= Basketball Hall of Fame commemorative coins =

Series of United States commemorative coins

The Basketball Hall of Fame commemorative coins were a series of coins to be issued by the United States Mint in 2020. The coins were authorized by Public Law 115–343 to commemorate the 60th anniversary of the Naismith Memorial Basketball Hall of Fame.

== History ==
Following the success of the National Baseball Hall of Fame commemorative coins of 2014, H.R.4592 was introduced to the House of Representatives in 2016. It proposed the production of a series of coins commemorating the 60th anniversary of the Basketball Hall of Fame in 2019. However, it did not make it past the House.

The production of Basketball Hall of Fame coins was proposed again in 2017 with H.R.1235, this time with production scheduled for 2020. Unlike the previous proposal, H.R.1235 passed the House and the Senate, and was signed into law by President Donald Trump on December 21, 2018, becoming Public Law 115–343.

== Legislation ==
Public Law 115–343 calls for a maximum mintage limit of 750,000 clad half dollars, 400,000 silver dollars, and 50,000 gold half eagles. It also calls for the coins to be dome-shaped and for the reverse to feature a basketball.

== Designs ==
The US Mint launched the Basketball Hall of Fame Commemorative Coin Design Competition on March 19, 2019, calling for artists to submit obverse designs to the Citizens Coinage Advisory Committee. The chosen designs were unveiled on September 6, 2019.

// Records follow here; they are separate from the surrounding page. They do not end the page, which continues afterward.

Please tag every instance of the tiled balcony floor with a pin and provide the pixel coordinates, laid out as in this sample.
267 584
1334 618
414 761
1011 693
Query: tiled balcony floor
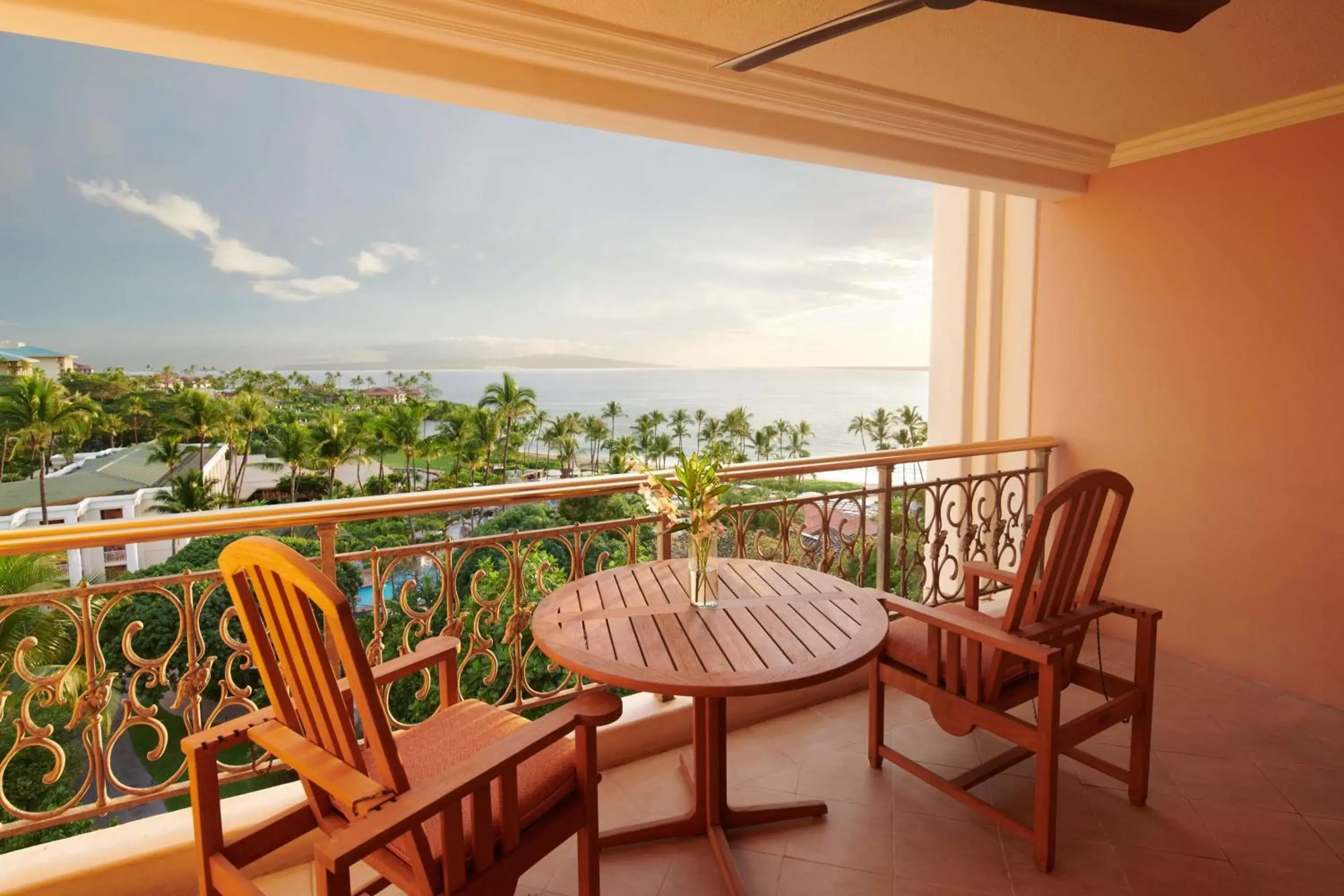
1248 798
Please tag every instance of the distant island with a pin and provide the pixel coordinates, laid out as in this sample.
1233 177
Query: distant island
523 362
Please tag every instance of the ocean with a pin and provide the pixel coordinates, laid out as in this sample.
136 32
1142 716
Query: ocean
826 397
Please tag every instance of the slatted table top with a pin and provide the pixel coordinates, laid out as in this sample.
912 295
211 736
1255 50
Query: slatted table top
776 628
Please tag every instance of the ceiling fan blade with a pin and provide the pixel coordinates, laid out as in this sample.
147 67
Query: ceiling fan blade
1166 15
812 37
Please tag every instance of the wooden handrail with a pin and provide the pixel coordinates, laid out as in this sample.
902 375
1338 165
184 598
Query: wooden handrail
253 519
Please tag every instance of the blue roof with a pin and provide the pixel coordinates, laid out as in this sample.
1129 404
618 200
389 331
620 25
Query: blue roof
30 351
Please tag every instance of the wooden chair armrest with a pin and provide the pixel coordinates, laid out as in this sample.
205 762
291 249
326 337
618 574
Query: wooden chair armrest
1068 621
1132 610
988 571
228 734
426 653
939 618
397 816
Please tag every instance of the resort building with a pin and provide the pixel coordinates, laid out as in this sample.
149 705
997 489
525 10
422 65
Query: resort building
117 484
1136 276
18 358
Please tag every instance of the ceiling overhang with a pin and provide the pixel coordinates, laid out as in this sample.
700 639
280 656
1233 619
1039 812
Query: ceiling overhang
521 60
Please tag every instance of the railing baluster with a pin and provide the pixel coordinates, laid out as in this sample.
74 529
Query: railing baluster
885 528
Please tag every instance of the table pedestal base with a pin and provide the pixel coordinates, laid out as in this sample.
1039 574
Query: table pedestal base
711 813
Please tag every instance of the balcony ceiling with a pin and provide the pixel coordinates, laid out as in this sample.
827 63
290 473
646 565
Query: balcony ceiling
1090 78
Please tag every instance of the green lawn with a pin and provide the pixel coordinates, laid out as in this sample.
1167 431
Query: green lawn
144 739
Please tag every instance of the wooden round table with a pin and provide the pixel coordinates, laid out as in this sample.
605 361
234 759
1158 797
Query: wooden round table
777 628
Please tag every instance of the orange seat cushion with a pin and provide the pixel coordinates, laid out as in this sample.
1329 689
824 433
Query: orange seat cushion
908 641
447 739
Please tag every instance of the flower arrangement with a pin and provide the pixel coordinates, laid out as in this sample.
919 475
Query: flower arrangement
690 501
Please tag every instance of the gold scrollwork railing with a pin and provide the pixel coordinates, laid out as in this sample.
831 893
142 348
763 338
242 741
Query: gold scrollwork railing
148 660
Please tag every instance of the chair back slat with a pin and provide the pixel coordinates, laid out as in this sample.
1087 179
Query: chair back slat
277 594
1065 562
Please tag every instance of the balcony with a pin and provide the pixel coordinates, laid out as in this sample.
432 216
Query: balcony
1248 780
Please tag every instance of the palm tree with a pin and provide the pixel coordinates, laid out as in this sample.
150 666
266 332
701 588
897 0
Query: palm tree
404 425
334 444
250 416
679 424
167 449
37 410
879 428
738 425
511 404
187 493
859 426
611 412
566 450
199 416
764 441
619 450
484 429
596 433
914 429
293 445
136 413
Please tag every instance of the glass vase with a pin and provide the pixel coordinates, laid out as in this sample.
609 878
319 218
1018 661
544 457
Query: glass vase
703 570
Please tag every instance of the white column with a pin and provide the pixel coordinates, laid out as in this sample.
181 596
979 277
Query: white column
984 280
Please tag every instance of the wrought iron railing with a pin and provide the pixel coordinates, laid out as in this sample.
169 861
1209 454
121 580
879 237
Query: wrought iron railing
151 659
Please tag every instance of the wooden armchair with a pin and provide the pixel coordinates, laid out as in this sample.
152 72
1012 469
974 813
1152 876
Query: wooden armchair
971 668
464 802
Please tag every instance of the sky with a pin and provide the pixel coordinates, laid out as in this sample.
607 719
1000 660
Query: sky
158 213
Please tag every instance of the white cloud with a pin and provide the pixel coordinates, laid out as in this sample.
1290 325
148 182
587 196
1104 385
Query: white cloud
508 346
367 264
233 257
304 289
374 260
398 250
189 218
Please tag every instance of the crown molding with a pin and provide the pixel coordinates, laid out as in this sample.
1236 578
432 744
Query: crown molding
538 35
539 62
1281 113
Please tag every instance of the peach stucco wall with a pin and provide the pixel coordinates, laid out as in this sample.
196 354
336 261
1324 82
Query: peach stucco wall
1190 334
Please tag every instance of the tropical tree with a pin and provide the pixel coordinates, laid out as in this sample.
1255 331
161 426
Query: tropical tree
879 428
596 433
679 424
187 493
861 426
611 412
619 452
484 431
199 416
136 412
38 410
404 425
913 429
292 444
511 402
167 449
334 444
250 414
738 425
764 443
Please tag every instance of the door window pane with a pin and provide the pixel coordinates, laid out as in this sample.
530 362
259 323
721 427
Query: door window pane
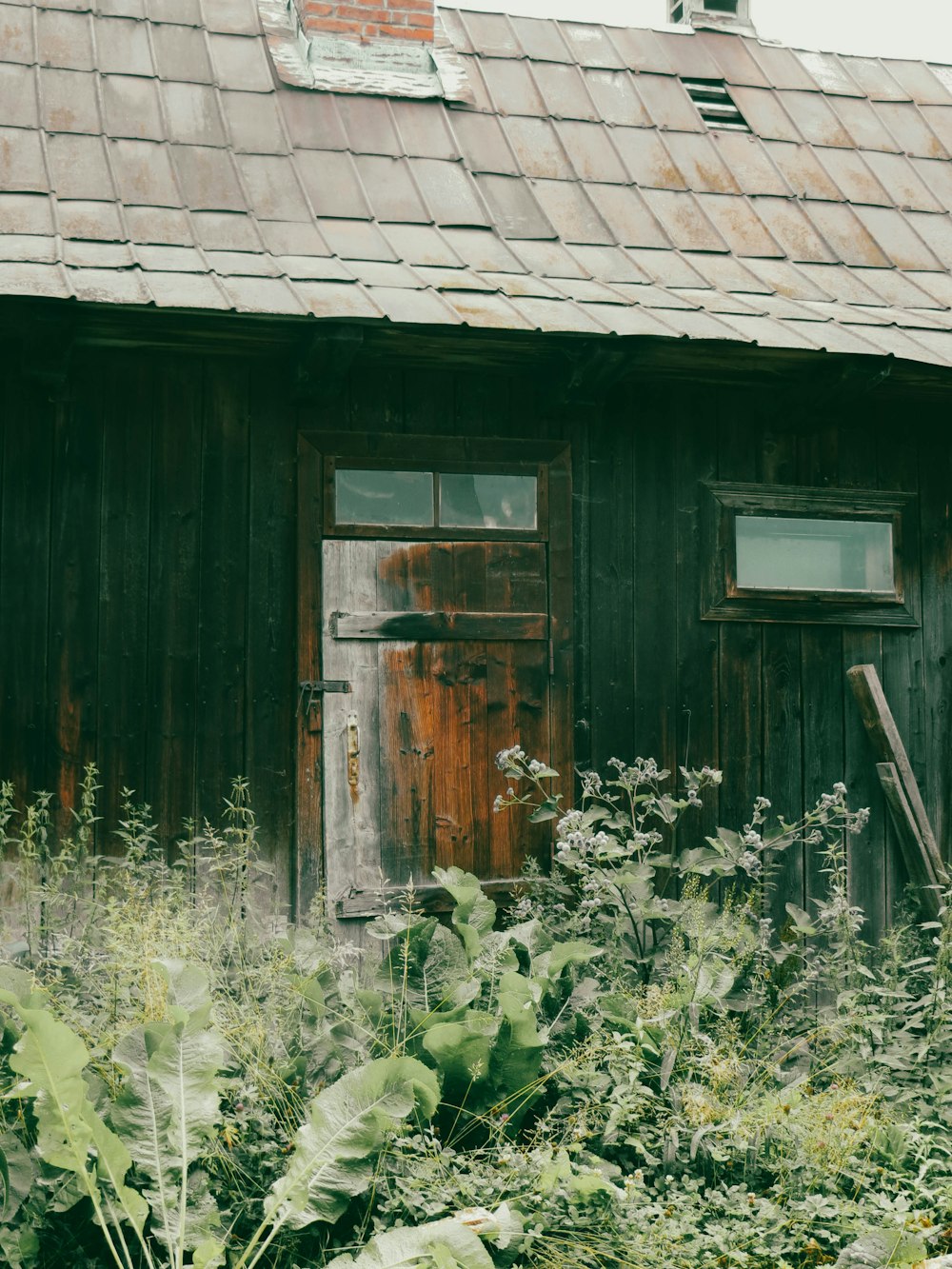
497 502
367 496
791 553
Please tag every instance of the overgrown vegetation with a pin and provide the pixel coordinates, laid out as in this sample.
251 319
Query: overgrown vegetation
616 1071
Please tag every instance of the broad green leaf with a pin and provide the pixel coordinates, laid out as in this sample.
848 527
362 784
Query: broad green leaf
349 1123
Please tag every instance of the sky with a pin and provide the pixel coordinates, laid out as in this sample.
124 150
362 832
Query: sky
883 28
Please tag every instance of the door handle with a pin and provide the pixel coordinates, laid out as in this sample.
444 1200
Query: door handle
353 753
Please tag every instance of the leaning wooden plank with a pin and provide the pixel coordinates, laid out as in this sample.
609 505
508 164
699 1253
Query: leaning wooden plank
910 842
422 625
883 734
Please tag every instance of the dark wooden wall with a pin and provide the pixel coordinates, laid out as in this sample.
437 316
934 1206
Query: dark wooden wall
148 585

The obverse, designed by Justin Kunz, features three players reaching for a ball. The reverse, designed by Donna Weaver, features a basketball falling into a net.

Some of the designs not chosen for the Basketball Hall of Fame coins were later submitted to the CCAC for the reverse of the 2020 Massachusetts American Innovation dollar.

=== Colorization ===
On July 17, 2019, April Stafford, the chief of the Office of Design Management, stated that the Mint was considering colorizing the half dollar and silver dollar coins. The Mint confirmed later that year that those coins would be colorized, becoming the first such coins released from the Mint.

The idea of colorized coins brought mixed responses from the numismatic community. One reader of Coin World opined negatively that the Mint would be mimicking the Royal Canadian Mint's "plan of turning out trinkets". However, some welcomed the prospect of coloring.

=== Release and reception ===
The coins were officially released in January 2020. The clad half dollar and silver dollar coins featured colorized designs, while the gold half eagle did not. The coins received mixed reviews: collectors appreciated the innovative dome shape and colorization, but some traditionalists criticized the departure from classic coin design.

Sales of the coins were strong initially but slowed due to the onset of the COVID-19 pandemic, which affected retail and hobby markets. By the end of the sales period, the Mint reported sales approaching, but not reaching, the maximum authorized mintages for each denomination.